San Diego County hotels saw total revenue rise 3.7 percent from a year ago in the first eight months of 2016, topping $1.86 billion, even as occupancy dipped 0.3 percent to 79 percent, according to the latest monthly data from research firm STR.

Most of the major performance metrics showed year-over-year increases for the January-to-August period, with the average daily rate rising 2.5 percent to $159.28 and revenue per available room (RevPAR) increasing 2.2 percent to $125.83.

Also for the eight-month period, local room supply rose 1.4 percent, to more than 14.8 million, and room nights booked rose 1.2 percent, topping 11.7 million.

For the month of August alone, STR reported increases from a year ago in all of the local metrics. Total revenue was more than $267.7 million (up 4.9 percent), occupancy was 83.3 percent (up 0.4 percent), the average daily rate was $168.86 (up 2.7 percent), RevPAR was $140.61 (up 3.1 percent), supply topped 1.9 million rooms (up 1.8 percent) and demand was more than 1.5 million rooms (up 2.2 percent).
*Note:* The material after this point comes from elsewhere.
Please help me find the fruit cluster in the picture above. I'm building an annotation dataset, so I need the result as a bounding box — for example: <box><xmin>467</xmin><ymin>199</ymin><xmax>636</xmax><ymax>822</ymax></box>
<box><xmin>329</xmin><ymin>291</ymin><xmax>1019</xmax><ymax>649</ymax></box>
San Diego figures topped U.S. numbers for most metrics in the January-to-August period. Nationwide occupancy declined 0.2 percent for the period, to 66.9 percent, with the average daily rate at $124.18 (up 3.1 percent) and RevPAR at $83.10 (up 2.9 percent).

U.S. hotel revenue was up 3.8 percent for the month of August, at more than $13.8 billion; and up 4.5 percent year-to-date, at more than $101.4 billion.